Market Post: After A Pause, Munis Rally Again

NEW YORK – The tax-exempt market looks to be on track to see a third consecutive day of gains on Thursday, after the three prior sessions resulted in losses.

“Deals are going very well,” a New York trader said. “There are a lot of bid-wanteds but nothing is trading. Dealers are trying to get ‘price discovery’ for their clients.”

Munis continued to firm Thursday after Wednesday’s big rally, according to the Municipal Market Data scale. Yields inside three years were steady, while yields on the four-year to 10-year fell as much as three basis points. The 11-year yields fell between two and four basis points. Outside 12-years, yields fell between one and five basis points.

On Wednesday, the two-year muni yield closed steady at 0.35% for its ninth consecutive trading session. The 10-year muni yield fell five basis points to 1.82% and the 30-year yield dropped six basis points to 3.60%.

Treasuries were firmer as well. The two-year yield fell two basis points to 0.22% while the benchmark 10-year yield fell four basis points to 1.95%. The 30-year yield was steady at 3.13%.

In the primary market, Bank of America Merrill Lynch is expected to price $334 million of Illinois Finance Authority bonds for the University of Chicago. This deal comes after the university priced $190 million of taxable fixed-rate bonds Tuesday. The bonds are rated Aa1 by Moody’s Investors Service, AA by Standard & Poor’s, and AA-plus by Fitch Ratings.

Merchant Capital is expected to issue $275 million of Gwinnett County, Ga., school district general obligation sales tax bonds, rated triple-A.

Ziegler is expected to issue $133 million of Martin County, Fla., Health Facilities Authority hospital revenue bonds, rated Baa1 by Moody’s and BBB by Standard & Poor’s.

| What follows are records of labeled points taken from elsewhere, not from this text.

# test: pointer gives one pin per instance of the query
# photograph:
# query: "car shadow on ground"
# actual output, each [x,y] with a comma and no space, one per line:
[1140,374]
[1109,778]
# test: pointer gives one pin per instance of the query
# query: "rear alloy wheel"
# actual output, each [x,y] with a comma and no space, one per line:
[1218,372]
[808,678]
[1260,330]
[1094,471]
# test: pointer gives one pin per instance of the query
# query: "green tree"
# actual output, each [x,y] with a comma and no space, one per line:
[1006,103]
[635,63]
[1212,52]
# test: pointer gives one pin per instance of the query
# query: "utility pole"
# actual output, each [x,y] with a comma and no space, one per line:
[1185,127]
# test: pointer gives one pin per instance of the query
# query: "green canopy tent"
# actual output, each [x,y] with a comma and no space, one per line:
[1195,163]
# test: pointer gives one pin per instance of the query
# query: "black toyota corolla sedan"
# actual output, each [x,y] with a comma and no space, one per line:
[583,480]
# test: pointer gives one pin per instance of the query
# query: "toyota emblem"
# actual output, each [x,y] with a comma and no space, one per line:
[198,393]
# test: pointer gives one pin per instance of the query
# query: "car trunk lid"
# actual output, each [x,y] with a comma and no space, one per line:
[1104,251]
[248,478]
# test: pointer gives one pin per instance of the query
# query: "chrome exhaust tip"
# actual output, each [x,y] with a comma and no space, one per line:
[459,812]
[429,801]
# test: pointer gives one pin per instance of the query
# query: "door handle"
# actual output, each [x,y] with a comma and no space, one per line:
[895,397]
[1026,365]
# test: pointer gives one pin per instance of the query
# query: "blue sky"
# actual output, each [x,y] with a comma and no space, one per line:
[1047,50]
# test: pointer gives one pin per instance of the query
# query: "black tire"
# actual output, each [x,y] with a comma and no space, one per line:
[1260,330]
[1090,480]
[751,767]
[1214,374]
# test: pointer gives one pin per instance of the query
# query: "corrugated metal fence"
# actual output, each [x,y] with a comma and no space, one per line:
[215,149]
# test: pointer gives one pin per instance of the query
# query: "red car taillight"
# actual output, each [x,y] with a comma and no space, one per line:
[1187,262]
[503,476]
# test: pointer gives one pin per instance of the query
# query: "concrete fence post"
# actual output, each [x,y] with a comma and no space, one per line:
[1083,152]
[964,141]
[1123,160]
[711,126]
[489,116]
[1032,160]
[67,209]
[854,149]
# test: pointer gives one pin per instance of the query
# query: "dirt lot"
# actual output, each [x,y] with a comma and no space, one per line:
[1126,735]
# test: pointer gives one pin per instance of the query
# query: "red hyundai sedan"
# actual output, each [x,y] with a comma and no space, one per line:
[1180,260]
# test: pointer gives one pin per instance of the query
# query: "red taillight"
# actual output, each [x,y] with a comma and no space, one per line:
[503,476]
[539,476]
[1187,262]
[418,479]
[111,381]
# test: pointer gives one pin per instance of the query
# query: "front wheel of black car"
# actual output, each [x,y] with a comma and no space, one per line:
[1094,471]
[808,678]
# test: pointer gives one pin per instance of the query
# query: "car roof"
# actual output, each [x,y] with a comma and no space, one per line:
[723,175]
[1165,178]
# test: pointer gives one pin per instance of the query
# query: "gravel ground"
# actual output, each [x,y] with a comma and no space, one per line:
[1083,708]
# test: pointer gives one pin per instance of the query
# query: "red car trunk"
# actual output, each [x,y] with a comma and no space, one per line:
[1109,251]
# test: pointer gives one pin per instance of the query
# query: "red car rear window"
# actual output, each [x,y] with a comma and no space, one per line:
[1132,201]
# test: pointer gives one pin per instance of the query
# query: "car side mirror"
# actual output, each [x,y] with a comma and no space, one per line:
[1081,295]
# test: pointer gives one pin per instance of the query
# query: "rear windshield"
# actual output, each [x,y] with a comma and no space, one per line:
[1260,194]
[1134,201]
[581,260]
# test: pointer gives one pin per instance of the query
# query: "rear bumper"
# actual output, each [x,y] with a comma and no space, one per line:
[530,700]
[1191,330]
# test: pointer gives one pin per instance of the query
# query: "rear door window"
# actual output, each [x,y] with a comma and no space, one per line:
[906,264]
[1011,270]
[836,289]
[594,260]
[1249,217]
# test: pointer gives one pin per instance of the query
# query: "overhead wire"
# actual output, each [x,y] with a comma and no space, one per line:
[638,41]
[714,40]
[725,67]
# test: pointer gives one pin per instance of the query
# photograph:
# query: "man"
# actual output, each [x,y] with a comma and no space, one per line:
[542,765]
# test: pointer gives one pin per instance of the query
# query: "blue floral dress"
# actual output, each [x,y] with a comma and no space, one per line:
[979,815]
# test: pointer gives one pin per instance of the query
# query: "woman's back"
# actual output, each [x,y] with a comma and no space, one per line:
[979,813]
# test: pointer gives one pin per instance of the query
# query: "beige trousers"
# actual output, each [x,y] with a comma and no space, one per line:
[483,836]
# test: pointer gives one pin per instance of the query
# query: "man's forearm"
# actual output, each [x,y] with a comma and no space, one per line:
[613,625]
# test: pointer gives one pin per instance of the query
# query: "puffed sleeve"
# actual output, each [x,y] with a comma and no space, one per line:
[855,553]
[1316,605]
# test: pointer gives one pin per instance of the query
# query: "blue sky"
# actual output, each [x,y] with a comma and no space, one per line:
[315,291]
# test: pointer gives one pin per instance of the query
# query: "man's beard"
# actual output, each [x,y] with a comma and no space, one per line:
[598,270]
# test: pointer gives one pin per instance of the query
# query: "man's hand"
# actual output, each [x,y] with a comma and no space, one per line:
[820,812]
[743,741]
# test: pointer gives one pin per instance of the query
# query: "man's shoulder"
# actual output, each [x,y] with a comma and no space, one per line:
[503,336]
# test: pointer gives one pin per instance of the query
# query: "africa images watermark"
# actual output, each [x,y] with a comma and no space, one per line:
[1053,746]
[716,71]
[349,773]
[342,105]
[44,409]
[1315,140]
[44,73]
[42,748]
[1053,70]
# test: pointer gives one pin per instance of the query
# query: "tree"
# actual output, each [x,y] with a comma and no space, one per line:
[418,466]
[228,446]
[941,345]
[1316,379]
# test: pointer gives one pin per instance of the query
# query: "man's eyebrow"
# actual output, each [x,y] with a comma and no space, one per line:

In economic news, durable goods orders jumped $6.2 billion to $214.5 billion in December. The gain of 3% came after a 4.3% jump in November, the Commerce Department said.

The jump beat expectations as economists had predicted a 2% median increase.

“This is a solid durable goods orders report that corroborates the message of the rising ISM manufacturing new orders during the fourth quarter,” wrote economists at RDQ Economics. “For the fourth quarter as a whole, durable goods orders excluding transportation rose 13.3%, the strongest increase in a year and a half. The strength of this leading manufacturing indicator is a positive sign for the sector for early 2012.”

In other economic news, seasonally adjusted initial jobless claims rose 21,000 to 377,000 for the week ending Jan. 21, coming in higher than expected. Continuing claims rose 88,000 to 3.554 million for the week ending Jan. 14, the highest level since Dec. 31.

The four-week moving average for initial claims fell 2,500 to 377,500 while the four-week average of continuing claims fell 15,750 to 3.579 million.

“Through the usual turn-of-the-year volatility, the four-week average of claims has fallen in seven of the last eight weeks and the level of this average suggests that we could see another reading on private payrolls in the 200,000 area for January,” economists at RDQ Economics wrote. “The message of the downward trend in the four-week average of claims is further supported by the improvement in the employment subindex in all of the major regional manufacturing employment surveys released thus far for January.”